Prepare Data using Amazon EMR - Amazon SageMaker

Prepare Data using Amazon EMR

Data scientists and data engineers use Apache Spark, Hive, and Presto on Amazon EMR for fast data preparation. Studio comes with built-in integration of Amazon EMR, enabling you to perform petabyte-scale interactive data preparation and machine learning right in your Studio notebook. Within your notebook, you can visually browse, discover, and connect to Amazon EMR. After you connect, you can interactively explore, visualize, and prepare petabyte-scale data for machine learning (ML) using Apache Spark, Hive, and Presto.
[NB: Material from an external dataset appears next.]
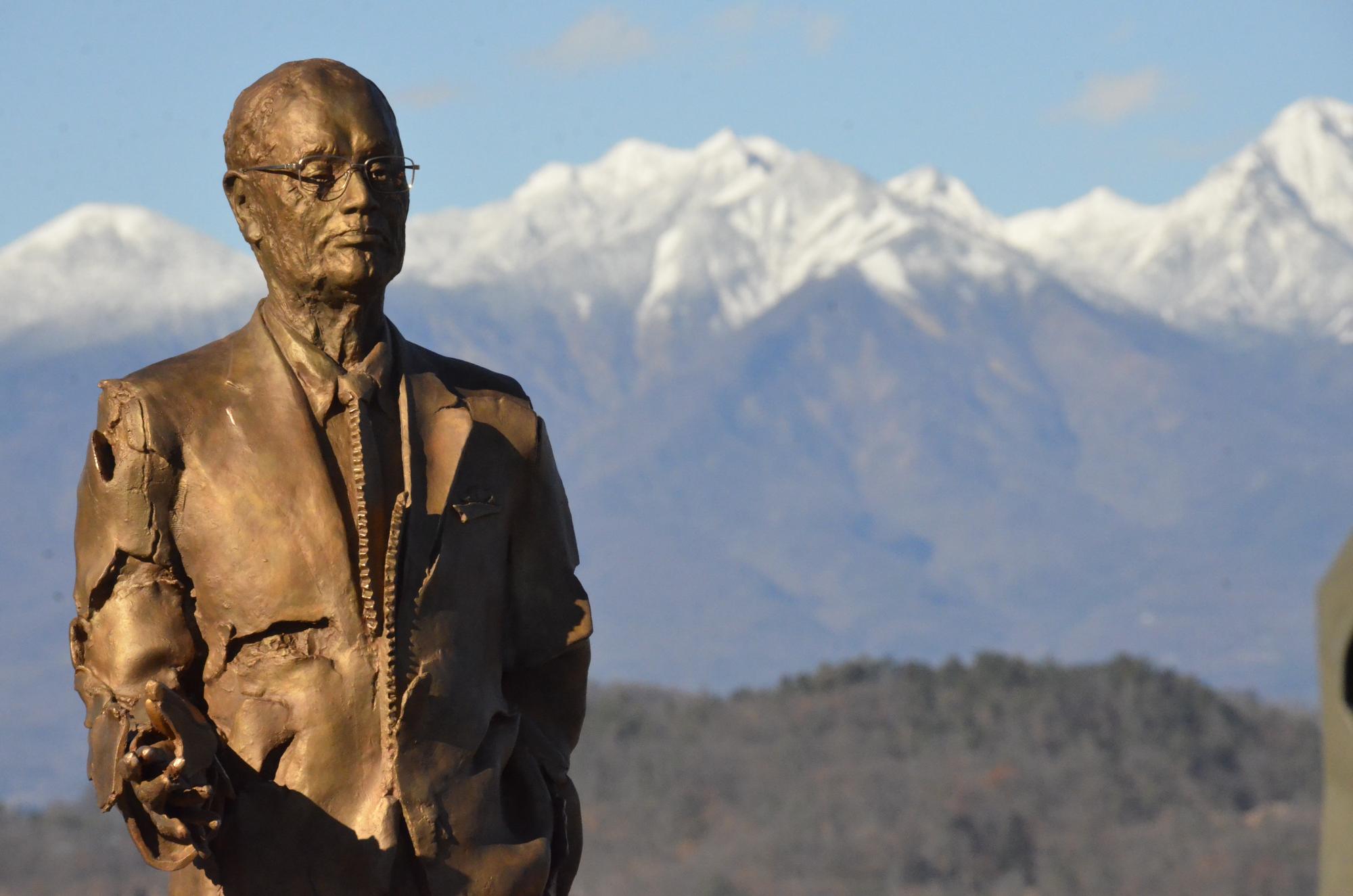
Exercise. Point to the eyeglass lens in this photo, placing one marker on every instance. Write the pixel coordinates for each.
(328, 176)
Amazon EMR can handle your ETL jobs, run large-scale model training, perform analyses, and handle reporting, among many other capabilities.

For guided instructions about how to connect to an Amazon EMR cluster from SageMaker Studio, see Create and manage Amazon EMR Clusters from SageMaker Studio to run interactive Spark and ML workloads.

  • You will need access to SageMaker Studio that is set up to use Amazon Virtual Private Cloud (Amazon VPC) mode.

  • All subnets used by SageMaker Studio must be private subnets.

  • If you use the sm-analytics utility to configure the SparkMagic kernel, follow one of these two prerequisites:

    • Make sure that the Amazon VPC interface endpoint is attached to all of the subnets used by SageMaker Studio.

    • Ensure that all of the subnets used by SageMaker Studio are routed to use a NAT gateway. For more information, see NAT gateways.

  • If either one of the following points apply to you, you must have Spark and Livy installed when using Amazon EMR.

    • Your Amazon EMR cluster is in the same Amazon VPC as Studio.

    • Your cluster is in a Amazon VPC that's connected to the Amazon VPC in Studio.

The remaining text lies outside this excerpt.